Curiosity drew me to the web site and I ended up going through all 13 of Harvey’s two-hour lectures, which constitute a close reading of Marx’s Capital, Volume I. By lecture 3, I realized I needed to have the text and so I ordered the Penguin Classics edition of Capital, Volume I, and also David Harvey’s Companion – which is an expanded version of his lectures. I consider the time I spent watching that fascinating series, and reading those two books, to be the most enlightening period of a lifetime trying to educate myself.

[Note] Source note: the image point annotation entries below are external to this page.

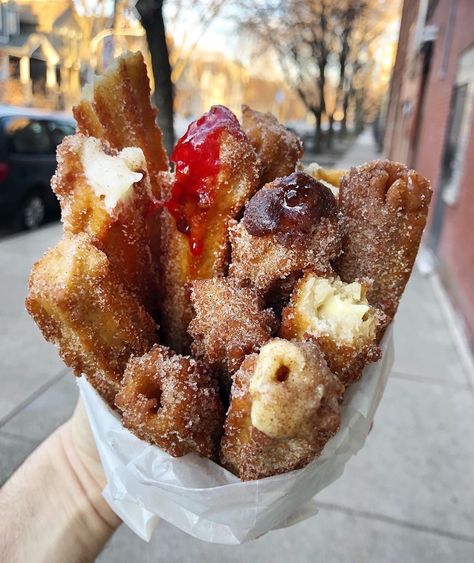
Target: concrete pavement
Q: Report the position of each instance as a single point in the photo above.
(407, 496)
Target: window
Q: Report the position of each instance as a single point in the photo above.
(58, 130)
(27, 136)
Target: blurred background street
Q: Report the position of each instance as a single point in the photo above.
(356, 81)
(408, 494)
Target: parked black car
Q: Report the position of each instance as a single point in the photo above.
(28, 141)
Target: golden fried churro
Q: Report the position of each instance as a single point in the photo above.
(383, 213)
(216, 173)
(278, 149)
(171, 401)
(229, 324)
(117, 109)
(284, 408)
(80, 305)
(338, 317)
(288, 226)
(106, 194)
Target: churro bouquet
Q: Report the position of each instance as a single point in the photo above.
(223, 313)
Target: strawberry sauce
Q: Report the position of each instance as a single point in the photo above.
(197, 166)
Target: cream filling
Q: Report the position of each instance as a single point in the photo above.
(111, 177)
(282, 390)
(316, 171)
(332, 307)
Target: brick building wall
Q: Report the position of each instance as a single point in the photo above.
(454, 20)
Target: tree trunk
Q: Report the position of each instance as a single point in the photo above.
(330, 138)
(317, 131)
(345, 108)
(151, 18)
(359, 117)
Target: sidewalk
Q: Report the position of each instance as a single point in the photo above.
(408, 496)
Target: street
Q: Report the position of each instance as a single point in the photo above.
(407, 496)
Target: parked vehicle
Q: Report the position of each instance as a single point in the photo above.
(28, 141)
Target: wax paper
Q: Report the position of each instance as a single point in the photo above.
(205, 500)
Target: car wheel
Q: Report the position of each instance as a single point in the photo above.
(33, 212)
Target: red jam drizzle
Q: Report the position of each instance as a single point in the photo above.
(197, 165)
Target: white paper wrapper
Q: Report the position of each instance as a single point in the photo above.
(205, 500)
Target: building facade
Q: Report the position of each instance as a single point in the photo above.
(429, 125)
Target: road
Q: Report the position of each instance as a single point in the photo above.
(407, 496)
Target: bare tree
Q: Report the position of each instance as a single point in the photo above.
(316, 40)
(151, 18)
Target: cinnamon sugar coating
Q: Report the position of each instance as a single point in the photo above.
(81, 306)
(172, 402)
(234, 185)
(118, 230)
(288, 391)
(289, 226)
(338, 318)
(384, 206)
(117, 109)
(278, 149)
(229, 323)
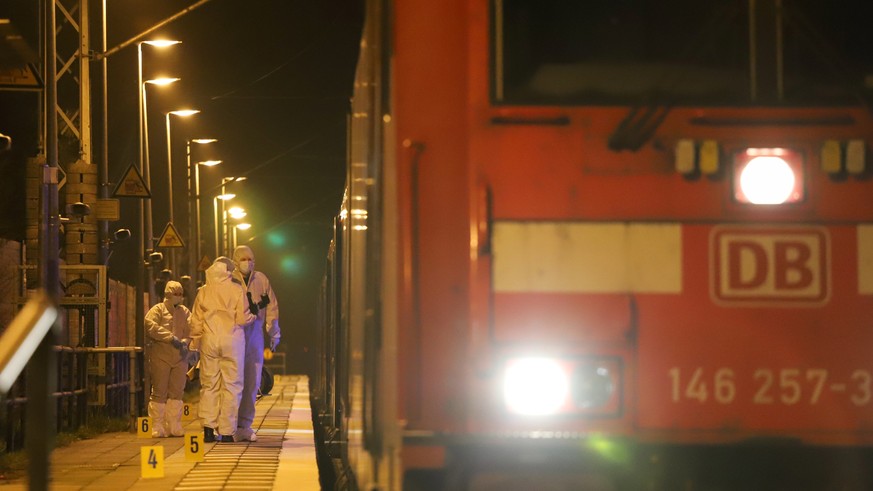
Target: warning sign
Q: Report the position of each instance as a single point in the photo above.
(132, 185)
(170, 237)
(20, 78)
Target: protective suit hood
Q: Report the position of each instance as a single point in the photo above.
(218, 272)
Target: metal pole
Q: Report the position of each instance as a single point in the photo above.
(193, 239)
(146, 175)
(103, 163)
(140, 269)
(216, 224)
(169, 168)
(223, 218)
(172, 252)
(42, 372)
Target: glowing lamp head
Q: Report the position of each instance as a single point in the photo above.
(535, 386)
(768, 176)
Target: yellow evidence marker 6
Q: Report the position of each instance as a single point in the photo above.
(194, 451)
(151, 461)
(144, 427)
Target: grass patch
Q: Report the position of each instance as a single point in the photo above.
(13, 465)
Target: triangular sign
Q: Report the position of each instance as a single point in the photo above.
(131, 185)
(170, 237)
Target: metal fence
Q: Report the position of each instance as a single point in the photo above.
(99, 367)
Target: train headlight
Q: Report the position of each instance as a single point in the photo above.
(768, 176)
(535, 386)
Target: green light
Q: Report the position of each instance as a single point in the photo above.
(276, 239)
(610, 450)
(290, 265)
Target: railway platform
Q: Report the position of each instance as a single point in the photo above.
(282, 458)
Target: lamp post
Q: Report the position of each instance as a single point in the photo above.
(184, 113)
(221, 234)
(144, 218)
(149, 232)
(194, 204)
(219, 239)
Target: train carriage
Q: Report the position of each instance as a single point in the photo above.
(605, 245)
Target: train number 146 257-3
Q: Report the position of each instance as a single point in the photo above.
(787, 386)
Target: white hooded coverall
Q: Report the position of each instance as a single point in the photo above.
(219, 312)
(267, 321)
(167, 324)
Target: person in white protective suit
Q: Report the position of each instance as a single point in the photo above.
(168, 333)
(219, 313)
(263, 304)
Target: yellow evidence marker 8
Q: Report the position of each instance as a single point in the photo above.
(151, 460)
(188, 412)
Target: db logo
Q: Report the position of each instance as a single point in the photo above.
(770, 264)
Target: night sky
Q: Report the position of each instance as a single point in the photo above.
(273, 80)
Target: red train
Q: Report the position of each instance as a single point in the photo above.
(604, 245)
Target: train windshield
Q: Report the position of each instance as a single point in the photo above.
(723, 52)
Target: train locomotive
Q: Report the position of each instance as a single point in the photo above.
(603, 245)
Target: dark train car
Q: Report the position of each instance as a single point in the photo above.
(604, 245)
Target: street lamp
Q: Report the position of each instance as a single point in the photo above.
(194, 203)
(221, 233)
(145, 225)
(219, 239)
(160, 82)
(236, 213)
(182, 113)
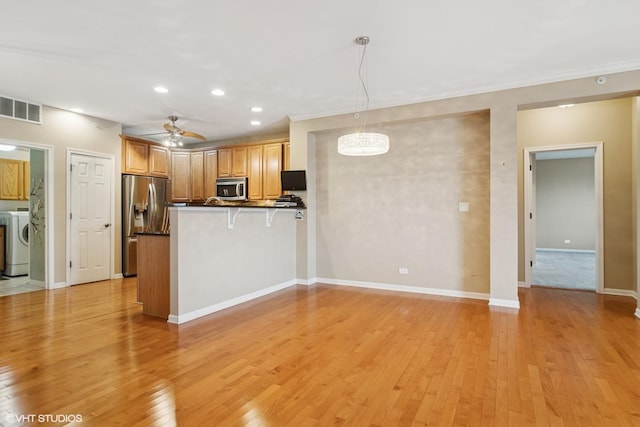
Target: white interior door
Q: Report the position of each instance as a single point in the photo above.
(90, 219)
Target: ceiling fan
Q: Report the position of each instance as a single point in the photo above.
(175, 134)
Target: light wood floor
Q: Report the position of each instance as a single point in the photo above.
(322, 356)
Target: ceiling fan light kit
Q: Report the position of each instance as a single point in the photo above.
(361, 142)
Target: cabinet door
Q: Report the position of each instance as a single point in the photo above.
(159, 161)
(286, 158)
(255, 172)
(224, 162)
(239, 161)
(272, 165)
(210, 173)
(180, 176)
(197, 175)
(26, 186)
(11, 179)
(136, 157)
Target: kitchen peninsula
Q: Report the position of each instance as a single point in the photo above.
(221, 256)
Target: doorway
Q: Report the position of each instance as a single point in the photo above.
(31, 173)
(90, 210)
(542, 265)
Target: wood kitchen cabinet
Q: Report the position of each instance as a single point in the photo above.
(224, 162)
(232, 162)
(197, 176)
(141, 157)
(255, 174)
(210, 173)
(271, 167)
(239, 161)
(135, 157)
(153, 274)
(180, 176)
(159, 161)
(12, 185)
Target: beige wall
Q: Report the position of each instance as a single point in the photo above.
(609, 122)
(565, 204)
(504, 159)
(62, 130)
(378, 214)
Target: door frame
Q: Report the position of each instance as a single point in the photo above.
(529, 207)
(49, 260)
(70, 152)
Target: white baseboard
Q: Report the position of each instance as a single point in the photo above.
(183, 318)
(620, 292)
(505, 303)
(587, 251)
(37, 283)
(402, 288)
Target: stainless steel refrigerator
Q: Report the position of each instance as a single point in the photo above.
(143, 210)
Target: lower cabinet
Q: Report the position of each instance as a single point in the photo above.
(153, 274)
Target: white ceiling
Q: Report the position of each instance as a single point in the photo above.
(295, 58)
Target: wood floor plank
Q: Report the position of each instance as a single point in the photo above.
(322, 355)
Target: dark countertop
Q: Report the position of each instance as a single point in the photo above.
(265, 204)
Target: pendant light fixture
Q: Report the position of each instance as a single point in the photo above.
(361, 142)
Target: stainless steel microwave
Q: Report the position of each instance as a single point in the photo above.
(232, 188)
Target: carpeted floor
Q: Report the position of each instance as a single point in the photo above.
(565, 269)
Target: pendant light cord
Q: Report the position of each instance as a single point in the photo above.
(364, 86)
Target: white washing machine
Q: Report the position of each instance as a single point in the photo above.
(16, 256)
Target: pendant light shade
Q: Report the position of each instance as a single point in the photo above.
(361, 142)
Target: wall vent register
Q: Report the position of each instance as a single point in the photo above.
(20, 110)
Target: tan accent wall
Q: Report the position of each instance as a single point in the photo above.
(609, 122)
(62, 130)
(504, 159)
(378, 214)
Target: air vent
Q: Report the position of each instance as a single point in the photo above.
(20, 110)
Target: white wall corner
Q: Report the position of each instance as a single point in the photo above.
(495, 302)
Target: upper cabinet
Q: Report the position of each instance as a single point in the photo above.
(197, 175)
(239, 161)
(14, 185)
(181, 176)
(272, 165)
(159, 164)
(210, 173)
(141, 157)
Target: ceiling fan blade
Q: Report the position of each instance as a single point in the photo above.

After the fall of the Soviet Union in 1989 the pundits all announced that Marx was dead, of only historical interest from then on; a big deal in his time but his time had past. The world was in the midst of the great Reagan/Thatcher roll-back of social programs, destruction of labor unions, elimination of governmental regulations, and the freeing of capital to flow easily across borders. The setup allowed the compound growth that a capitalist mode of production requires to survive. It brought a billion or so East Asian peasants into the sub-minimum wage workforce, which in turn brought real wages down in the “developed world.” Consumption was bolstered by the low prices of Chinese manufactured goods available at Wal Mart, and easy high interest credit on plastic.

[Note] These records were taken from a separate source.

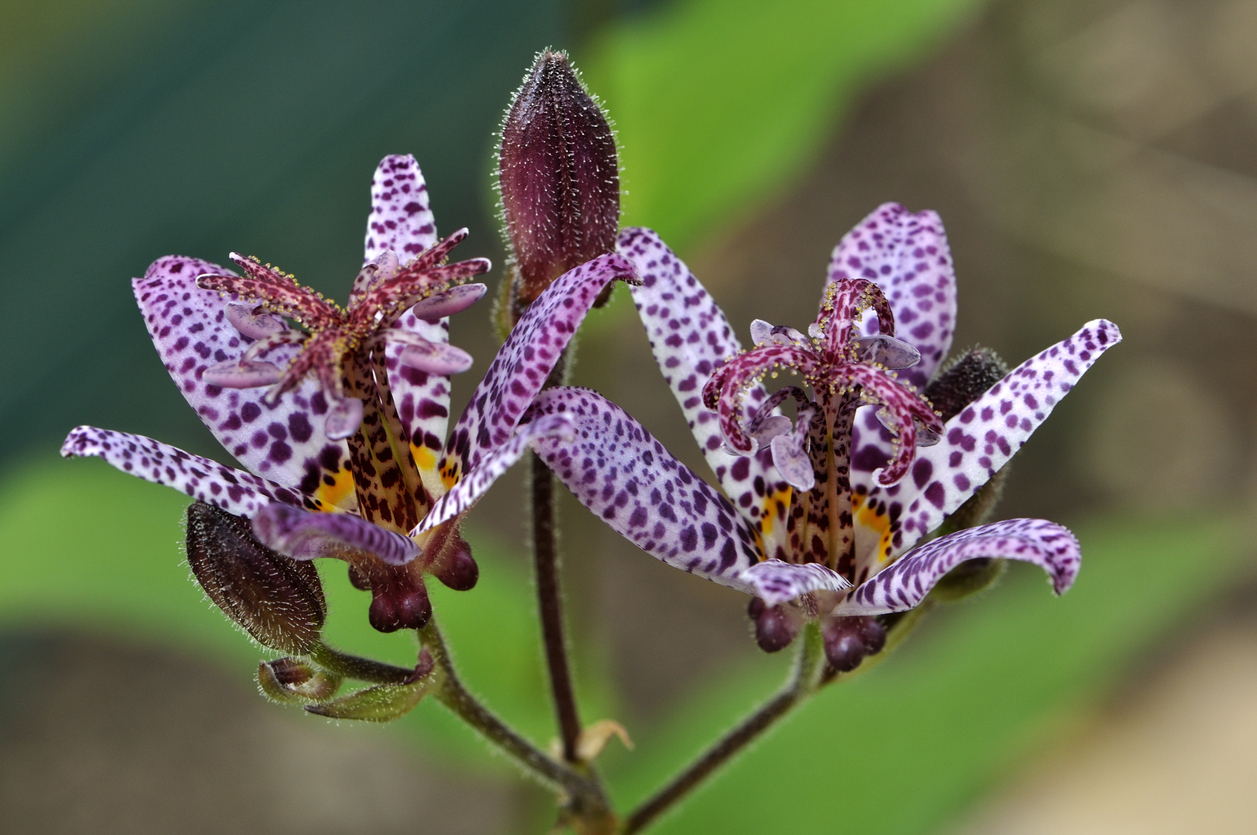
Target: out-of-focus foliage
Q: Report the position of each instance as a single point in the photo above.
(720, 103)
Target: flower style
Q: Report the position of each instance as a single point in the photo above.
(820, 517)
(346, 450)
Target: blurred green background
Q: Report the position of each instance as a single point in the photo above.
(1089, 159)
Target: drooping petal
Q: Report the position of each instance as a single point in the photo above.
(231, 489)
(308, 536)
(478, 479)
(284, 442)
(522, 365)
(690, 338)
(777, 582)
(400, 218)
(421, 399)
(908, 255)
(905, 584)
(453, 301)
(624, 475)
(974, 444)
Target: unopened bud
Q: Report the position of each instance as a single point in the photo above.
(277, 600)
(294, 680)
(558, 176)
(849, 640)
(385, 702)
(776, 626)
(399, 600)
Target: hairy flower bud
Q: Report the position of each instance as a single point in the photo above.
(277, 600)
(559, 180)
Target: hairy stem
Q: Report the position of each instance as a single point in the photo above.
(551, 606)
(450, 692)
(802, 683)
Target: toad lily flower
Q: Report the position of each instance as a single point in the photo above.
(820, 518)
(323, 482)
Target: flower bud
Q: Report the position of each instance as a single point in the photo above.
(385, 702)
(849, 640)
(776, 626)
(558, 177)
(277, 600)
(963, 381)
(293, 680)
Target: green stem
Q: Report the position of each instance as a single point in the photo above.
(449, 691)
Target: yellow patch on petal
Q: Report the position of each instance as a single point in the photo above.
(871, 519)
(773, 504)
(341, 489)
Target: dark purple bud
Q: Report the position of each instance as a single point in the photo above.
(455, 566)
(844, 644)
(776, 626)
(399, 600)
(277, 600)
(872, 633)
(964, 380)
(558, 176)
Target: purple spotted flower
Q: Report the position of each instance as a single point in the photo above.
(328, 478)
(822, 516)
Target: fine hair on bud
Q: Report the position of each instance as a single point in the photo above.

The elimination of any restraints on global financial institutions permitted the legal fraud of so-called sub-prime loans and derivative markets. In the United States, benefits of that growth accrued almost entirely to the top ½ of one percent of households, which have became more obscenely rich than they ever were, while the lower 99 ½ percent of households barely held their own, and most of them went down in real dollars. The first contradiction of capitalism according to Marx is the class struggle, which on a global scale is far more prominent today than it was in his time 150 years ago. The top one-half of one percent vs. the rest of mankind is a real struggle. But an even more prominent contradiction of capitalism shows up in the results of its need for compound growth, accumulation for its own sake, forever. It is pretty obvious that the global environment will not sustain such growth forever – you don’t have to be a genius to know that there has to be an end to it.

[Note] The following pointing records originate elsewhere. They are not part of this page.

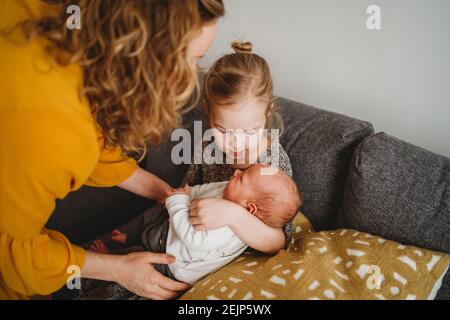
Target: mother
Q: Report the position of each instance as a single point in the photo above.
(73, 106)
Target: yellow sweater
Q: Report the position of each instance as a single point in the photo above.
(49, 146)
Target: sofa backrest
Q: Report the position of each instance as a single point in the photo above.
(400, 192)
(319, 143)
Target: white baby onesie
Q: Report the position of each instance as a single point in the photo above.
(198, 253)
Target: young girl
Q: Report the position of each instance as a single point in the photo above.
(238, 97)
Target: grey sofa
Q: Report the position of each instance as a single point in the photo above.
(353, 178)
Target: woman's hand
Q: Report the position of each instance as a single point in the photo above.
(136, 273)
(209, 214)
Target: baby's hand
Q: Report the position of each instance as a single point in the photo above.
(184, 190)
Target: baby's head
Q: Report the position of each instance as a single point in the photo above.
(273, 198)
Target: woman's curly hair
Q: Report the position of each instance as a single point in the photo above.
(137, 77)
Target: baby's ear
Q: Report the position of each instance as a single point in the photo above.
(252, 208)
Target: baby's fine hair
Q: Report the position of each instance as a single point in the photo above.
(275, 211)
(238, 75)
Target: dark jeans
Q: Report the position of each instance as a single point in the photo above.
(90, 212)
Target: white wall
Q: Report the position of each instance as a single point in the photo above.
(321, 53)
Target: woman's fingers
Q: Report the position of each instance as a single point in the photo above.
(194, 205)
(195, 220)
(171, 285)
(200, 227)
(160, 258)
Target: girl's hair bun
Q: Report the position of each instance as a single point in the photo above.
(242, 47)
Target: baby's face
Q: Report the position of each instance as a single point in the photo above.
(243, 184)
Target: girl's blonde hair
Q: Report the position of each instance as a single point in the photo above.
(238, 75)
(137, 76)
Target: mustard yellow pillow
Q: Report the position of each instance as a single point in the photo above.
(341, 264)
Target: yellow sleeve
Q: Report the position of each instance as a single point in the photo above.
(112, 167)
(43, 156)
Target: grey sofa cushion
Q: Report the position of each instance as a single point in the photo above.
(400, 192)
(320, 145)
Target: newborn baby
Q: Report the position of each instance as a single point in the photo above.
(273, 198)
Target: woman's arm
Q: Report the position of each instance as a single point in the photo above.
(147, 185)
(135, 272)
(207, 214)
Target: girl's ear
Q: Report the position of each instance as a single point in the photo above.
(252, 208)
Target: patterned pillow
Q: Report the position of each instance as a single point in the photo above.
(341, 264)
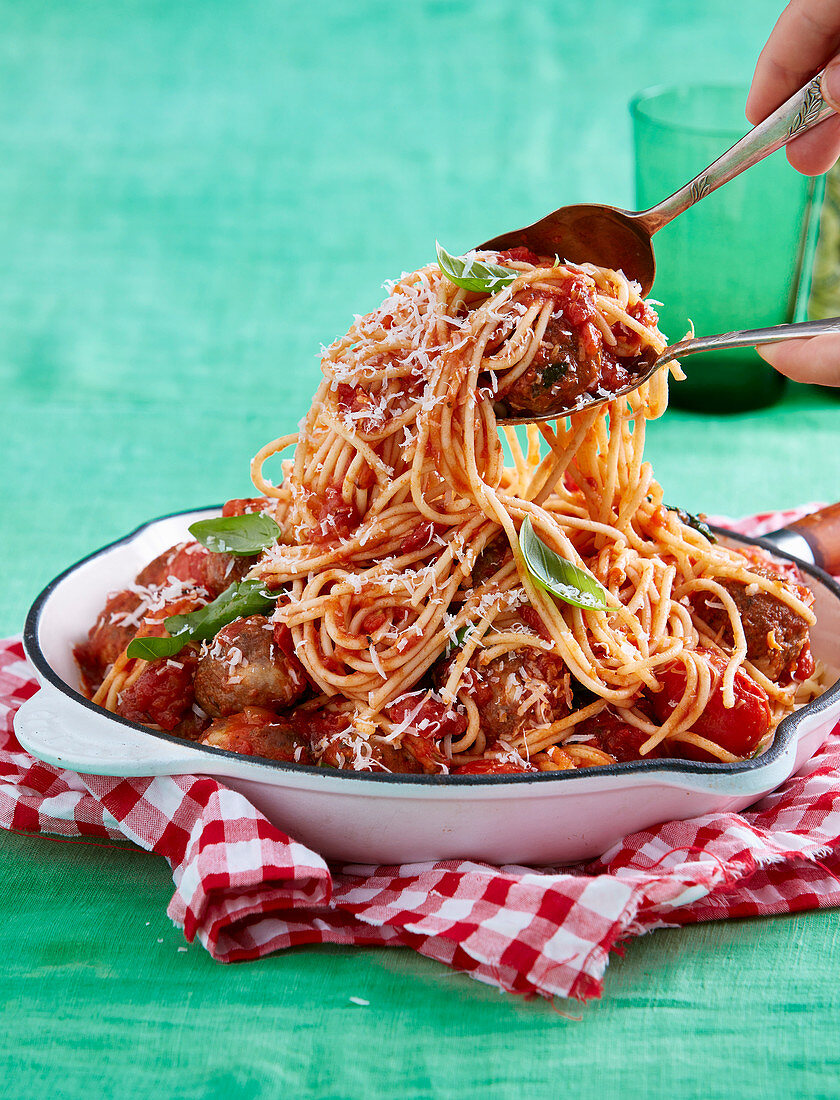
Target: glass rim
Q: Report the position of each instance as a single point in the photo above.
(638, 112)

Marx probably thought the capitalist mode of production would be replaced by a more socially responsible system much sooner, before it became a global environmental issue. He hadn’t known that John Maynard Keynes and Roosevelt’s New Deal and the European Social Democrats would save capitalism from itself by siphoning some of its surplus value into socially necessary programs, thereby letting it limp along for another two or three generations. It actually worked fairly well until the 1970’s when the Reagan/Thatcher reversal began, culminating in the crisis of 2008 which brought the issue to a head.

Nobody ever looked at the capitalist mode of production more clearly, or more critically, than Karl Marx. He has a lot to say that rings so very true, and his critique of 150 years ago probably more closely describes the global Capitalism of today than the more primitive capitalism of his own time. Following is my reading list, which since February got me to where I am on the subject. I recommend it:

  • www.davidharvey.org (13 lectures, a close reading of Marx’s Capital, Volume I)
  • Capital, Volume I, by Karl Marx. Penguin Classics.
  • The Enigma of Capital and the Crises of Capitalism, by David Harvey. Oxford University Press, 2010.
  • A Companion to Marx’s Capital, by David Harvey. Verso, 2010.
  • Why Marx was Right, by Terry Eagleton. Yale University Press, 2011.